4. Set limits on screen time.
Screen time is sedentary time. When that’s taking the place of physical activity, it can lead to weight issues and form habits that last a lifetime.
According to the Kaiser Family Foundation, children spend more than seven hours a day entertaining themselves with screens. That’s just time spent watching TV, playing video games or browsing the web — not the educational hours spent at school or on homework.
Follow the American Academy of Pediatrics guidelines on screen time: None through infancy, less than an hour until kindergarten and no more than two hours in the school-age years. The 2012 NHANES National Youth Fitness Survey found that children who exceeded the screen time guidelines were nearly 70 percent more likely to become overweight or obese.

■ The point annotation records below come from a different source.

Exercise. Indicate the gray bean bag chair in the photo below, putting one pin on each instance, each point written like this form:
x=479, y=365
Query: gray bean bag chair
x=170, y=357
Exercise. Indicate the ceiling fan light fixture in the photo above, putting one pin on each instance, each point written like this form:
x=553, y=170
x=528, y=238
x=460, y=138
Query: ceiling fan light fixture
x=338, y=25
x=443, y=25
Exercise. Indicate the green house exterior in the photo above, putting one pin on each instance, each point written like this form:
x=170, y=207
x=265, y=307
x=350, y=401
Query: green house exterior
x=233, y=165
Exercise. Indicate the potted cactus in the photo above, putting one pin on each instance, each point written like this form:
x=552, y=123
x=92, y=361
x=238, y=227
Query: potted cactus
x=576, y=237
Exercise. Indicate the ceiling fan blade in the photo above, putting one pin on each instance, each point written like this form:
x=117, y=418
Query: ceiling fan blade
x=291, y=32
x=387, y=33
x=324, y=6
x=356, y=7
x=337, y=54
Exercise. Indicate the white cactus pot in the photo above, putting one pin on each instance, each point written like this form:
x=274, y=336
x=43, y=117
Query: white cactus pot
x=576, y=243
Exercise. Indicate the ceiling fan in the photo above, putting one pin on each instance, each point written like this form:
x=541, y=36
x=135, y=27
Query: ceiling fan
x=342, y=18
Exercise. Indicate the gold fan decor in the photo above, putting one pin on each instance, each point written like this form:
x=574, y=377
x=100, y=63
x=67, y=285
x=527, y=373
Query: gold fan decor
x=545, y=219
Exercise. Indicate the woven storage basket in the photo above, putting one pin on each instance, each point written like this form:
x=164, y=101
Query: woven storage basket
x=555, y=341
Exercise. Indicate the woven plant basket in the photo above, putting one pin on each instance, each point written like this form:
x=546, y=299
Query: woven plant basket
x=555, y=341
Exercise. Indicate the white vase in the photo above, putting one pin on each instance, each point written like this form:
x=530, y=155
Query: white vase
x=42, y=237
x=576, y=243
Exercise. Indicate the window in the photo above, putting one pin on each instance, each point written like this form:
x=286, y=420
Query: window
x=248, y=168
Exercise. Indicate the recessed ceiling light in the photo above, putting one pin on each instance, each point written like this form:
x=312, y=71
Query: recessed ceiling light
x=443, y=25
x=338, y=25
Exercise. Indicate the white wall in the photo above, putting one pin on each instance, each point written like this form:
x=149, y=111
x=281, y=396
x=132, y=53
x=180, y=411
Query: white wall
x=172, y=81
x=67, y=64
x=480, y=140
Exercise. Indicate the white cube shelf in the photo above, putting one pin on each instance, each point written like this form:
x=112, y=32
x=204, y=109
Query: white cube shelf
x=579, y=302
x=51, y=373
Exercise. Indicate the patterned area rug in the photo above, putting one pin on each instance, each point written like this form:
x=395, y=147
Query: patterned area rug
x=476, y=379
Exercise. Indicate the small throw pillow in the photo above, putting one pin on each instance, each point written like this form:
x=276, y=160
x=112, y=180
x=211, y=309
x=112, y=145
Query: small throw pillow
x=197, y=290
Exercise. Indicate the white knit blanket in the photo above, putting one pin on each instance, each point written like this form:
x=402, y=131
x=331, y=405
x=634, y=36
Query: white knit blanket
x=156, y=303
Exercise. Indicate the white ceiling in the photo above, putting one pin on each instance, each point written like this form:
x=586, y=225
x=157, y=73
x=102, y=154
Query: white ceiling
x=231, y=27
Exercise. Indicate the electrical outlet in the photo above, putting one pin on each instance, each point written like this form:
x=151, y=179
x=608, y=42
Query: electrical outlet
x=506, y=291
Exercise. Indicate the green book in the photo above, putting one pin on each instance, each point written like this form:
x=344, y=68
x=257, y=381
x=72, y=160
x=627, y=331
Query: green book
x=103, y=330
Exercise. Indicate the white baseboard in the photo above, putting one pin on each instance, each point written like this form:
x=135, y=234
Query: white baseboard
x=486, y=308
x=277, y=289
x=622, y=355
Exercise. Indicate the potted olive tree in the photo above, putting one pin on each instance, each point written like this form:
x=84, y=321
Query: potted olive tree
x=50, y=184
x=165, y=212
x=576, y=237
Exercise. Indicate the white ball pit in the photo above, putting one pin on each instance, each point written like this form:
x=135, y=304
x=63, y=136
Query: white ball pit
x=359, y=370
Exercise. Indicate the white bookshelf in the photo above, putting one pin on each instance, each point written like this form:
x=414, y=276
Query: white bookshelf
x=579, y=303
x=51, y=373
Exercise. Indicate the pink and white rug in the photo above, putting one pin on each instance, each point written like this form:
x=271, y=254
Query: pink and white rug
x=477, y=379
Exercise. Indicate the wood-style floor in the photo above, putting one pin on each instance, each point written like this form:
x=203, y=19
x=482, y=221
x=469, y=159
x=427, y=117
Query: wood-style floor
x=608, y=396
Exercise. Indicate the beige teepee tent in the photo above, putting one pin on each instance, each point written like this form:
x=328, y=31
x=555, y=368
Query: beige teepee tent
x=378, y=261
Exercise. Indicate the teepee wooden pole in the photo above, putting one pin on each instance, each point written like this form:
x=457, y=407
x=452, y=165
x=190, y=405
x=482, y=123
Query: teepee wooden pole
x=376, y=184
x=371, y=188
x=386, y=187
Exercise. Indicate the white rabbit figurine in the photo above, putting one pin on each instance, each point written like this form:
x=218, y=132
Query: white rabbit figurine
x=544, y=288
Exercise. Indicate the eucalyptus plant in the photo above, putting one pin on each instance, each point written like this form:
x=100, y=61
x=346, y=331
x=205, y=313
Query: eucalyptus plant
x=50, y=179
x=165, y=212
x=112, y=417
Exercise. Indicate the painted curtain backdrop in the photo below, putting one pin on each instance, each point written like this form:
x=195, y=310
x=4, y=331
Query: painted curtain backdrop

5. Prioritize a good night’s sleep.
Sleep is another factor in childhood obesity. Kids who don’t get enough of it are more likely to become obese. A lack of sleep leads to daytime drowsiness that makes kids less active. It can disrupt the hormones that control appetite, making them feel hungrier and eat more in the waking hours.
Make sure your screen time limits have restrictions close to bedtime to help your kids get better rest. Set their bedtimes early enough to ensure that they get the right amount of sleep for their age:
- 11 hours a night for children five and under
- At least 10 hours for kids ages five to 10
- A minimum of 9 hours for children 10 and up
The definition of obesity is not the same for children and adults.
Healthy habits apply to all ages, but obesity does not have a universal metric. Adults are measured by BMI. A number greater than 30 classifies you as obese.
Children are still growing, and they do so in spurts. Since kids develop on their own timelines, they’re measured differently. Instead of a specific BMI target, children are measured against their peers.
BMI Chart for Kids
5th – 84.9th
85th – 94.9th
This chart only applies to kids from age two through their teens. Chubby babies are not obese. Their wrinkles and rolls should be cause for coos, not concern.
You shouldn’t worry about weight unless your pediatrician points it out. They monitor your child’s weight at each appointment. You’ve probably gotten a chart that outlines their weight, height and BMI and the percentiles they fall into.
You can also run the numbers on your own. The Centers for Disease Control and Prevention has a BMI calculator for children and teens as well as growth charts by age so you can better compare your child to the national averages. If you see their habits and weight trending in the wrong direction, schedule a visit with your pediatrician to check your child’s health and develop a plan to combat obesity.